Saturday, July 7, 2012

PERSONAL/LOVE LETTER: HI, YOU I'D LIKE TO HAVE KIDS WITH YOU

Hi, you. I’d like to have kids. You know, with you. I can almost see already how it will unfold. I think our first baby will be a boy. You’ll think that I’ll be thrilled with a son. And I will be. But I’ll also be a little secretly sad that it wasn’t a baby girl to take after you. I’ll hold him for the first time. “He’s gorgeous,” I’ll say. “He really is.” “He looks just like me! Kidding. He looks like both of us.” I’ll smile and kiss you. “Though he mostly looks like me.” We’ll get him home.

It’ll come time for the first changing. “Baby, I’m so tiiiiired,” you’ll whisper. “But it smells really bad.”Alex… you’re the one with all the diaper changing experience.”“Fiiiiiiine.” I’ll carry the little stink bomb into his room. I’ll open his diaper and…“Oh sweet mother! Wow. Just wow. I know you hear me on the monitor, woman. You better not be smiling.” You’ll pull the sheets up to cover your face and to stifle the giggles. “It’s just…” I’ll continue. “So. Bad. It’s like you’ve been feeding this kid Indian food and evil!” And then there’ll be the middle of the night feedings. “Baaaaaby, can you get this one?” “I don’t have any breasts.” “We switched to a bottle weeks ago.” “Well, sure. There’s that.” “I gave birth to your son.” “That one is not going to work forever, you know.” “Yes it is.”
“Curses!”

And when he gets a little older, he’ll waddle over, climb up on my knee and watch soccer with me. “Daddy, who’s playing?” “
“New York Red Bulls . We like them.” “Who is the other team?” “Toronto FC. They are poopy.” “I think mommy likes them.”
“You’re mother is a bit of a harlot. I wanted to wait until you were older to tell you…”

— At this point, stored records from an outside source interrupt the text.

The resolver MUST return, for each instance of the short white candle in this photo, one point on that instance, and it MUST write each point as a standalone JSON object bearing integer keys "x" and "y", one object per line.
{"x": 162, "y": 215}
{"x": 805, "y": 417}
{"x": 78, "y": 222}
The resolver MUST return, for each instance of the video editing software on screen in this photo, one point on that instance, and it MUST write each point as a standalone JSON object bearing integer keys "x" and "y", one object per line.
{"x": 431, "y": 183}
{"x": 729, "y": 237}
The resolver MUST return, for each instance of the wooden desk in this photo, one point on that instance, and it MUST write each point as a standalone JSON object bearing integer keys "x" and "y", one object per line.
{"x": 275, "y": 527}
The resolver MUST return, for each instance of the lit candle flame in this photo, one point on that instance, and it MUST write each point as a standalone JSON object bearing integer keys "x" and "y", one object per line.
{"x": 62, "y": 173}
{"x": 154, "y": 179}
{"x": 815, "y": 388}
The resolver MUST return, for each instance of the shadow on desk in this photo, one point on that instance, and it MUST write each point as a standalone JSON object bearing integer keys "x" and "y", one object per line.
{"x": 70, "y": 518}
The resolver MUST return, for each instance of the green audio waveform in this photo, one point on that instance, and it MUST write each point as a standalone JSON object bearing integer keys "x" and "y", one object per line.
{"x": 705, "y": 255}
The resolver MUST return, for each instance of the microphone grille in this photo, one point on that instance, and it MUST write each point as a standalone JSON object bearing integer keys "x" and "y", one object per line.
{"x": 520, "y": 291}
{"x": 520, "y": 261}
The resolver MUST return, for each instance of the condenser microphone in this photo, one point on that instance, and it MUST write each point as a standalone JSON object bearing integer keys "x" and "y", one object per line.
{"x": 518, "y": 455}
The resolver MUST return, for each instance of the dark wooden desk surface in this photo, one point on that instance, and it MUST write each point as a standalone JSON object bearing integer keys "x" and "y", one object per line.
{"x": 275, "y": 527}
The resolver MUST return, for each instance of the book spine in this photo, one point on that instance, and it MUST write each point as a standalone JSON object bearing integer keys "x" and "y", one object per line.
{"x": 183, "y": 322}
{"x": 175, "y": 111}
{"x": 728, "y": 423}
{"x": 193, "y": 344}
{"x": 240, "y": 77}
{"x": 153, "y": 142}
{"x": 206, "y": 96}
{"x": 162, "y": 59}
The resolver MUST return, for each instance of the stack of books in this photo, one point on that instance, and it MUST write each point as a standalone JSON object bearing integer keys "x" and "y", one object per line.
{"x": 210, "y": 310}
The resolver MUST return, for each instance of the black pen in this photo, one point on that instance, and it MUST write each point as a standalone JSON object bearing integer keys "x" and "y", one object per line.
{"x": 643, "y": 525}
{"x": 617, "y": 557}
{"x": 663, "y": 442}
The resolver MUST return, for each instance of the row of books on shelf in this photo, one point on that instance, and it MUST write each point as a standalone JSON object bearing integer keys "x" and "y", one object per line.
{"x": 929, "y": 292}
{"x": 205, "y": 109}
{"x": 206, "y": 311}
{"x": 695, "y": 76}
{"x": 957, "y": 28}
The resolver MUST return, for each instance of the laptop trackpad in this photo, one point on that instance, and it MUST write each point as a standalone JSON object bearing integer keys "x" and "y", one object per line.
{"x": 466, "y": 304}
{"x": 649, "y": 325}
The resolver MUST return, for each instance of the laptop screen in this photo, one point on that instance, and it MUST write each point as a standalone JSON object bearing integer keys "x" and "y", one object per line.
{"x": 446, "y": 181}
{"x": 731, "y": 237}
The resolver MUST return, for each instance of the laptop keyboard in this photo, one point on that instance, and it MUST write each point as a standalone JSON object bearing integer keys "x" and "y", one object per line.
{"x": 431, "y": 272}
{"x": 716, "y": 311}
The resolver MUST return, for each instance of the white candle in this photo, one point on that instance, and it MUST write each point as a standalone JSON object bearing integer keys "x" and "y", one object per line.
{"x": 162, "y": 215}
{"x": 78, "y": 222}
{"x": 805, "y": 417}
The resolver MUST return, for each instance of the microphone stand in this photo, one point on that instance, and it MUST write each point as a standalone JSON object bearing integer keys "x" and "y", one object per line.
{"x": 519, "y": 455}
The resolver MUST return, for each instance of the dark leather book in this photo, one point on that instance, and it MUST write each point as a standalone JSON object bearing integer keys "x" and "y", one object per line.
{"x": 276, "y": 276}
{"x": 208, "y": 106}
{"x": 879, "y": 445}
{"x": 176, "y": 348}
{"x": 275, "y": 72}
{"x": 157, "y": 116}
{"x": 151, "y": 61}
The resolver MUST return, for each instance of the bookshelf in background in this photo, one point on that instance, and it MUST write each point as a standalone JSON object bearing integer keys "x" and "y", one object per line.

“I like Toronto. I Toronto. I am going to cheer for the Toronto FC.” “I will straight up give you to the gypsies.” "Alex!!” you’ll yell, after entering the room without me noticing. “Kidding. I’m kidding!” I’ll shake my head side to side and mouth “I’m not” at the kid. Then I’ll mime “I’m watching you” to him. And when he’s fifteen he’ll want some cash to go to a movie with that cute little brunette girl from his English class who writes poems but won’t show them to anyone but him. You’ll balk because the girl’s mother “always skimped on snacks for the kids’ soccer games” five years earlier. And because, “She’s a judgmental bitch who dresses like she thinks she’s still twenty-two!” And he’ll be sad. And I’ll take him aside. I’ll explain that what seems like love at his age, often isn’t. And that he’ll meet thousands of women in his life, each with attributes that will make her special. And that you and I are doing our very best to help him grow up healthy and happy.

Then I’ll slip him a couple of twenties and say, “Don’t tell your mother.” It’s gonna happen. Make your peace with it now.Then he’ll graduate from high school. And I’ll be annoyed at sitting there for so long. And I’ll wonder, a little too loud, who wrote those terrible speeches. And then the little bastard, who you’ll claim ruined your body (he so hasn’t) and who I’ll resent because his soon to be half-assed university career is going to cost me the stash of money I had put aside for my personal robot that sings Rob Base and DJ EZ Rock’s “Joy and Pain” and makes the world’s best pancakes, will take the stage. And he’ll get his diploma…And we”ll know we did good. You’ll cry. I’ll hug you.

And I’ll hope, with every ounce of my being, that when he finds someone to spend his life with, he’ll be half as lucky as I’ve been.